Небо затянуло тучами. Лес уныло шумит под осенним дождём. Трое в накидках гуськом идут по просеке. Под ногами хлюпает, чавкает. Ни зги не видно.
Идущий впереди резко останавливается.
— Лебеденко! Ты что?
— Тихо!
Все трое замирают. Впереди, над самой землёй, дрожит пятно света, вот оно медленно ползёт в одну сторону, в другую…
— С просеки! — сдавленным голосом командует Лебеденко и тащит обоих за собой.
Они едва успевают заскочить за деревья, как вся просека наполняется молочно-белым светом электрического фонаря. Теперь ясно видны и мокрая, обвислая листва, и серые корявые пни, и утоптанная тропинка вдоль просеки.
Острый луч фонаря шарит по лесу, пробиваясь далеко в чащу. Наконец свет гаснет, и становится ещё темней, чем прежде.
— Дорогу смотрели, а? — говорит Гусейнов.
— Вроде, — не сразу откликается Лебеденко.
— Интересно, кто это может быть? — чересчур весело спрашивает Фёдор. Но голос у него дрожит. Фёдору восемнадцать лет, и больше всего он боится показать, что ему страшно.

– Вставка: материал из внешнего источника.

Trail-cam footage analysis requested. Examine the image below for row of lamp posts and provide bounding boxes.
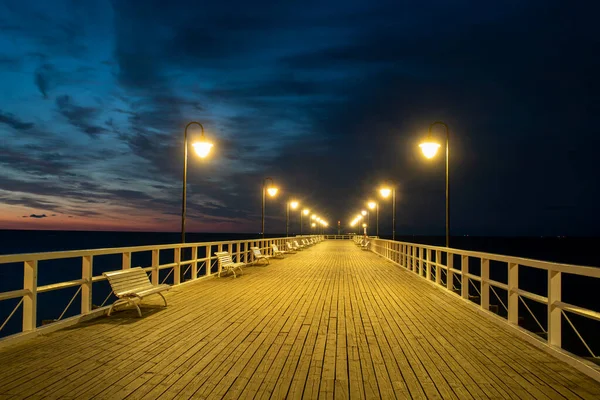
[350,121,450,247]
[260,177,329,239]
[181,121,328,243]
[181,121,450,247]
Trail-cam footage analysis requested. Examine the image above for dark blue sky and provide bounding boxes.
[0,0,600,235]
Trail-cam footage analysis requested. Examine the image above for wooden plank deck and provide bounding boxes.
[0,241,600,399]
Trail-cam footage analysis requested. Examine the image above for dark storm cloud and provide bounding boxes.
[0,110,33,130]
[0,0,600,234]
[56,94,106,137]
[0,146,72,175]
[29,214,48,218]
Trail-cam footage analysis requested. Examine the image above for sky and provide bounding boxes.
[0,0,600,236]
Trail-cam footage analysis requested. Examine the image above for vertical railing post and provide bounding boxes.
[548,270,562,347]
[23,260,37,332]
[460,255,469,300]
[426,249,432,281]
[508,262,519,325]
[192,246,198,279]
[204,244,212,276]
[217,243,223,276]
[173,247,182,285]
[415,246,423,275]
[150,249,160,285]
[435,250,442,285]
[122,251,131,269]
[481,258,490,311]
[81,256,93,314]
[446,250,454,292]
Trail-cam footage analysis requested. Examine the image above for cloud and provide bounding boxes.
[29,214,47,218]
[0,110,34,131]
[56,94,106,138]
[34,64,57,99]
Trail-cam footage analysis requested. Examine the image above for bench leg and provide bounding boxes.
[132,301,142,318]
[107,299,129,317]
[157,293,167,307]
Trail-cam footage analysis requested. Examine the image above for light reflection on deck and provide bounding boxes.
[0,241,600,399]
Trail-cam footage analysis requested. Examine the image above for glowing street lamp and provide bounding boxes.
[379,185,396,240]
[300,208,310,236]
[367,201,379,237]
[181,121,213,243]
[419,121,450,247]
[261,177,278,239]
[285,200,302,237]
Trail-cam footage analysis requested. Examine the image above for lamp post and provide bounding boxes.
[285,200,302,237]
[181,121,213,243]
[360,210,371,236]
[379,186,396,240]
[367,201,379,237]
[419,121,450,247]
[261,177,277,239]
[300,208,310,236]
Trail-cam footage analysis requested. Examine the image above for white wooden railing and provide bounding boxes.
[323,233,377,240]
[371,239,600,360]
[0,235,320,340]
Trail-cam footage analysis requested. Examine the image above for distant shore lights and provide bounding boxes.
[181,121,213,243]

— Чего гадать? Посмотрим, — Лебеденко выпрастывает из-под накидки винтовку. — Хлопцы, отсюда ни шагу! Я мигом! — и пропадает во мраке.
Шумит дождь. Фёдору мерещится: Лебеденко напоролся на фашистов, его схватили, их окружают…
— Гусейнов, что-нибудь слышишь?
— Дождь слышу. И ты слушай и молчи.
Дождь всё сильнее. Тонкая, холодная струйка течёт Фёдору за ворот. Он завидует Гусейнову, которому, наверное, никогда не бывает страшно.
Лебеденко возникает рядом внезапно.
— Как тут?
— Нормально, — отвечает Гусейнов. — Видел?
— Темно, не разглядеть. Вроде кто-то из местных…
— Что ему дорога далась? Подозрительно…
— Пошли к деду, дед должен знать.
На опушке леса не так темно. Впереди в селе мерцает жёлтый огонёк — это знак: дед ждёт.